PUFAs sind nicht immer eine Garantie für optimale Hautergebnisse.

PUFAs sind nicht immer eine Garantie für optimale Hautergebnisse.

Wenn Fette nicht immer helfen: PUFAs und Ihre Haut

In der Hautpflege hört man oft Begriffe wie „feuchtigkeitsspendend“, „natürlich“ oder „Anti-Aging“. Eine Art von Fett findet jedoch bemerkenswert wenig Beachtung: PUFAs (mehrfach ungesättigte Fettsäuren). Diese Fette sind in pflanzlichen Ölen weit verbreitet und werden häufig in Kosmetikprodukten verwendet. Auf der Haut erzielen sie jedoch oft nicht die Ergebnisse, die man sich davon verspricht.

PUFAs: chemisch instabil

PUFAs enthalten mehrere Doppelbindungen in ihrer Molekülstruktur. Diese machen die Fette chemisch instabil und sehr anfällig für Oxidation, insbesondere wenn sie Licht, Sauerstoff und Hitze ausgesetzt sind. In der Hautpflege bedeutet dies, dass PUFAs schnell abgebaut werden und ihre ursprüngliche Wirksamkeit verlieren.

Wenn ein Produkt größtenteils aus PUFAs besteht, kann dies dazu führen, dass die Haut diese Fette nicht effektiv aufnehmen oder verwerten kann. Anstatt die Haut zu pflegen, verbleiben sie an der Oberfläche oder oxidieren, wodurch ihr Beitrag zur Hautregeneration minimal ist.

Was das für die Haut bedeutet

Wenn Fette ihre Funktion nicht richtig erfüllen, erhält die Haut nicht genügend Unterstützung. Dies kann sich in einem Spannungsgefühl, Trockenheit oder Unwohlsein äußern. Bei empfindlicher oder geschädigter Hautbarriere kann dies zu Rötungen, Spannungsgefühlen und einem unruhigen Teint führen. Anstatt geschützt und repariert zu werden, wird die Haut zusätzlich belastet.

In diesem Zusammenhang tragen PUFA-reiche Produkte nicht zu einer langfristigen Verbesserung der Haut bei und können sogar das natürliche Gleichgewicht der Haut stören.

Talg: eine stabile Alternative

Eine wirksamere Alternative ist Talg. Dieses traditionelle Fett enthält eine natürliche Zusammensetzung von Fettsäuren, die der Lipidstruktur der menschlichen Haut sehr ähnlich ist.

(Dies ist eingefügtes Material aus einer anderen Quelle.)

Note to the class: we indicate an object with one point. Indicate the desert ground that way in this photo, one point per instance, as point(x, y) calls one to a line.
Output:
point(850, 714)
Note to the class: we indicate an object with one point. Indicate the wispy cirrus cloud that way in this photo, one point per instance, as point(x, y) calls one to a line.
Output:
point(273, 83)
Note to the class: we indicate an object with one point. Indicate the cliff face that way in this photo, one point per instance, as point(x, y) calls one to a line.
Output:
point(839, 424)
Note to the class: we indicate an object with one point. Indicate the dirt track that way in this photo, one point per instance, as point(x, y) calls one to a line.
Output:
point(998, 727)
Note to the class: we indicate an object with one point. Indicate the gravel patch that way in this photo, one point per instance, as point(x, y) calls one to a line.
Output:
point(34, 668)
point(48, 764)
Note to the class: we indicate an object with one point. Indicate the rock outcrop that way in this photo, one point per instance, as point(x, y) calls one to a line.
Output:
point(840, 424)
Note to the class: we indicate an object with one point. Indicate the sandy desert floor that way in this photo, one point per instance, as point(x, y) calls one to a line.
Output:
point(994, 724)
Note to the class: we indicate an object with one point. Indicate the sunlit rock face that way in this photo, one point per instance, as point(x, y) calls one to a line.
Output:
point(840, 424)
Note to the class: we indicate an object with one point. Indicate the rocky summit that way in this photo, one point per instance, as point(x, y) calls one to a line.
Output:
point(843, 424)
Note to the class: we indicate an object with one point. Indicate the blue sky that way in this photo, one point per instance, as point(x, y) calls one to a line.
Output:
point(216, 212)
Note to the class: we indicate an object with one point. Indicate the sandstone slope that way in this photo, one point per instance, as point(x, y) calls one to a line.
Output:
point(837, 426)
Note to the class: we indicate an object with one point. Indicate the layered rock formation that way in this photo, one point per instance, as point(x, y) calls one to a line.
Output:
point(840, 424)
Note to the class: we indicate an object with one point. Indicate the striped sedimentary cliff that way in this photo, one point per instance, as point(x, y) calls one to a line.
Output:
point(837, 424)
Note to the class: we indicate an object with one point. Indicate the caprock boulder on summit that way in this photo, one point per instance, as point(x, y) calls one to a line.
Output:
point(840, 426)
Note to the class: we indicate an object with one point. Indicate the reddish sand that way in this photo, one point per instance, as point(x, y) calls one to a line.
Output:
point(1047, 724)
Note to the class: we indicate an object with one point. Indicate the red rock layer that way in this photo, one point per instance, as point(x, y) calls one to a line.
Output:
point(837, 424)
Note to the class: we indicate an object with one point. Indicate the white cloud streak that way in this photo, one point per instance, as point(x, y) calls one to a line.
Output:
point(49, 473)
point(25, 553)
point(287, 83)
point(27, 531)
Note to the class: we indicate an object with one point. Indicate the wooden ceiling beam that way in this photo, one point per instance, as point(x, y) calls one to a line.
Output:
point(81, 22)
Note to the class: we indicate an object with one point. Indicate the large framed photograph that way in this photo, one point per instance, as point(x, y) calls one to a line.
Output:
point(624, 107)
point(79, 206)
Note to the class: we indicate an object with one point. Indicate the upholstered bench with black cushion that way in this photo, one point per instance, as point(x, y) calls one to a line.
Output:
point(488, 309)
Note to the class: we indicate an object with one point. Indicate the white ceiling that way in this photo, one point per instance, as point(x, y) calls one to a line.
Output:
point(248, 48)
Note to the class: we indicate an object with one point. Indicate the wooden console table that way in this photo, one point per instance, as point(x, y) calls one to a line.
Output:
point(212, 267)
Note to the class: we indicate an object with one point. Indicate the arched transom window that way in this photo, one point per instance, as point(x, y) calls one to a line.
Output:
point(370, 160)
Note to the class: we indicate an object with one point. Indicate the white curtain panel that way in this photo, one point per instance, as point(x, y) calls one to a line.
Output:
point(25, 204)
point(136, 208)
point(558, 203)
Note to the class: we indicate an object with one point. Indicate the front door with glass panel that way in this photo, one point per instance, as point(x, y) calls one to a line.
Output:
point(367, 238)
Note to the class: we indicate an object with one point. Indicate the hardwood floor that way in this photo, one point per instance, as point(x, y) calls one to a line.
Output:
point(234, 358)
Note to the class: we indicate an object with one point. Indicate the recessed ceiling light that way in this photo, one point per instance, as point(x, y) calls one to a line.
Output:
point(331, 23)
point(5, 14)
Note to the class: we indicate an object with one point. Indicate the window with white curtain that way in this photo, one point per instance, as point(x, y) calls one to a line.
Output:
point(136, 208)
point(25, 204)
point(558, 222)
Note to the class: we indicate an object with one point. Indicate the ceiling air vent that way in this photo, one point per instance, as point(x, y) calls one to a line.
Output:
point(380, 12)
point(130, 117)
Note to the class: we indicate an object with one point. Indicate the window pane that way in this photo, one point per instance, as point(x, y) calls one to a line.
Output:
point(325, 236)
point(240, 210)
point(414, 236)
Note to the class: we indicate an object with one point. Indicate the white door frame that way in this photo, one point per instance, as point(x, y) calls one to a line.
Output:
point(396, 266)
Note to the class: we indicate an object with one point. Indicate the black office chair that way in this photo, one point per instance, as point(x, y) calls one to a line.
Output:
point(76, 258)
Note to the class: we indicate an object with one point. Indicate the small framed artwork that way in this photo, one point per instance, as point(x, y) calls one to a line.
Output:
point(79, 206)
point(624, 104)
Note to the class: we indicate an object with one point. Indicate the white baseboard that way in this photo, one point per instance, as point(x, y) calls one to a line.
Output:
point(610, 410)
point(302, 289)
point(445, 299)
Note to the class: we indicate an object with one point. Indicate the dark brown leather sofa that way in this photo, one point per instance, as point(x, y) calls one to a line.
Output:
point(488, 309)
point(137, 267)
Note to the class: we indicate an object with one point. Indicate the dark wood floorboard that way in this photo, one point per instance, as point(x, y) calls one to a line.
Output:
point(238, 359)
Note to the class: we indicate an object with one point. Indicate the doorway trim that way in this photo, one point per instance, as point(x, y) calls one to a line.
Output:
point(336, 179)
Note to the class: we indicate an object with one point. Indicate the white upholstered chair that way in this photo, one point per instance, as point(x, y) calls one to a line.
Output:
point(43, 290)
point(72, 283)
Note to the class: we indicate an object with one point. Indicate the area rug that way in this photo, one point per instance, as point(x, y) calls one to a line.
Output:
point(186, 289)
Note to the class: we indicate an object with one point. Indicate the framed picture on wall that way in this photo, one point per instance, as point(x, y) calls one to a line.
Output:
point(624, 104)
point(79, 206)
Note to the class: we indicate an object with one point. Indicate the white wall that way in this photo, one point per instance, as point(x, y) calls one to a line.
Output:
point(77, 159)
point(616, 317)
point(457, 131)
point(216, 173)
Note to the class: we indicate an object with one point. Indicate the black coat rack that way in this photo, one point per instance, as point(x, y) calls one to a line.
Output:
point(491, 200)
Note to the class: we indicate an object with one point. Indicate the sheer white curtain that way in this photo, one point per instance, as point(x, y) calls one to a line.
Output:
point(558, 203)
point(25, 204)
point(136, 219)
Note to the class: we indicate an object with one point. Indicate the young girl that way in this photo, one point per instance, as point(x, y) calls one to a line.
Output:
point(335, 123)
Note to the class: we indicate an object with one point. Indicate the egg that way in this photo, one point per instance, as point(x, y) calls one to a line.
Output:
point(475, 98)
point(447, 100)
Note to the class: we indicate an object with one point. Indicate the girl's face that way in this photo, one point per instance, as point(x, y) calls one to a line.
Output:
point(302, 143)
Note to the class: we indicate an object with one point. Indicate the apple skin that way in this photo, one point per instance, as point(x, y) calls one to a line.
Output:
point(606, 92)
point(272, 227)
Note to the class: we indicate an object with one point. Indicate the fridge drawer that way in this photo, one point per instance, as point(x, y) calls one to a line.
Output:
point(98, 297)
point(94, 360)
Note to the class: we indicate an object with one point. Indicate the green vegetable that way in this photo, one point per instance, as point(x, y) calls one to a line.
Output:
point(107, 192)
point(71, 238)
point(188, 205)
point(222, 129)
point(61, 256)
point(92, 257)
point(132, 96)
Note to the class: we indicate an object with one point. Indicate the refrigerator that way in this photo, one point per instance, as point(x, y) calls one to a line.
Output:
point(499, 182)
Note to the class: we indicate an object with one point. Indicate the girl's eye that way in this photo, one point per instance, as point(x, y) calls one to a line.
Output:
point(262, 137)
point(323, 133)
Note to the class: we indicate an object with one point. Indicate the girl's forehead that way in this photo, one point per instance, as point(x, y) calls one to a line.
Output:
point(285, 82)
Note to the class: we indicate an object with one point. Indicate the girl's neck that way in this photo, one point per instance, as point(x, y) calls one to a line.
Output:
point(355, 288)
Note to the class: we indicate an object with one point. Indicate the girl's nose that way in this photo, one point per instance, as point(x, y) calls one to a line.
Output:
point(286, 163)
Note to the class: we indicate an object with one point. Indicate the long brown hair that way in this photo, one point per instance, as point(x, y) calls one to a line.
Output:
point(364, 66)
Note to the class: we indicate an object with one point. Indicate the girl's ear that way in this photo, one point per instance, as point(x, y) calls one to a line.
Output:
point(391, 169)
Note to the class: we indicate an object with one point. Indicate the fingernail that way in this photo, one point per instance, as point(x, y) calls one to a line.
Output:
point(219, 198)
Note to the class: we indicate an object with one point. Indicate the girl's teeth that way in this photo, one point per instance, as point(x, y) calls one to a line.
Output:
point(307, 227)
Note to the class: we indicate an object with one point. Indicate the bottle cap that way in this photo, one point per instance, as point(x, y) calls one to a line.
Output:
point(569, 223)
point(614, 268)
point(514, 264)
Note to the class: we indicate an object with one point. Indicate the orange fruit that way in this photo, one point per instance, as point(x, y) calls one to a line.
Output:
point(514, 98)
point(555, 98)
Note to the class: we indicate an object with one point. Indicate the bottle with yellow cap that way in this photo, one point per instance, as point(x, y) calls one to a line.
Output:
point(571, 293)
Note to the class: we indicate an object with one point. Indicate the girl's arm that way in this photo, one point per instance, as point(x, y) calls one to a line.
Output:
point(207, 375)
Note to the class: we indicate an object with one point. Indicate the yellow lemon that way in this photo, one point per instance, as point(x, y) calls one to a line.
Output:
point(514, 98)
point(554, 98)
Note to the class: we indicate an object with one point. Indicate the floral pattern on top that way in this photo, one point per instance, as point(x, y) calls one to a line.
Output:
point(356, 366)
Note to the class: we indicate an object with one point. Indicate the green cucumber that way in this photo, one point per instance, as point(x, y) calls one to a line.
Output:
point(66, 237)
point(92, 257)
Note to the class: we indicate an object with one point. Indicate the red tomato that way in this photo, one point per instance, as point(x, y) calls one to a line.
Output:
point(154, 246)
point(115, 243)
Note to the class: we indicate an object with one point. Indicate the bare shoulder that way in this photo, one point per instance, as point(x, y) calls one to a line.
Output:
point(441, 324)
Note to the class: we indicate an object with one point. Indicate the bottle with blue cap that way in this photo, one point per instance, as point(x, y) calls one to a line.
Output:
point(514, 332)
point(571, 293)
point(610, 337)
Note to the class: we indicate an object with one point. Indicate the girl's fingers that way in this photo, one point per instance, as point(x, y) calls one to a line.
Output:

Dadurch wird es besser erkannt und aufgenommen.

Talg ist außerdem oxidativ stabil, wodurch es seine Wirksamkeit behält und die Haut nachhaltig unterstützt. Es stärkt die Hautbarriere, verhindert Feuchtigkeitsverlust und sorgt für ein angenehmes, gepflegtes Hautgefühl, selbst bei empfindlicher Haut.

Marken wie Tallow Cosmetics verwenden diesen Inhaltsstoff in Produkten wie dem Emulixr Balm, in dem Talg mit sorgfältig ausgewählten Fetten und Vitamin E kombiniert wird. Diese Formulierung pflegt und schützt die Haut, ohne dass ihre Wirksamkeit durch Instabilität beeinträchtigt wird.

Schlussfolgerung

PUFAs bieten keine zuverlässige Grundlage für eine wirksame Hautpflege. Aufgrund ihrer Instabilität und ihres begrenzten funktionalen Beitrags liefern sie oft nicht die versprochenen Ergebnisse. Produkte, die stark auf sie angewiesen sind, bieten nicht die strukturelle Unterstützung, die die Haut benötigt.

Eine gut durchdachte Formulierung mit stabilen, hautverträglichen Fetten wie Talg zeigt, dass es bei einer echten Hautverbesserung nicht um beliebte Inhaltsstoffe geht, sondern um Stabilität, Absorption und Barrierefunktion.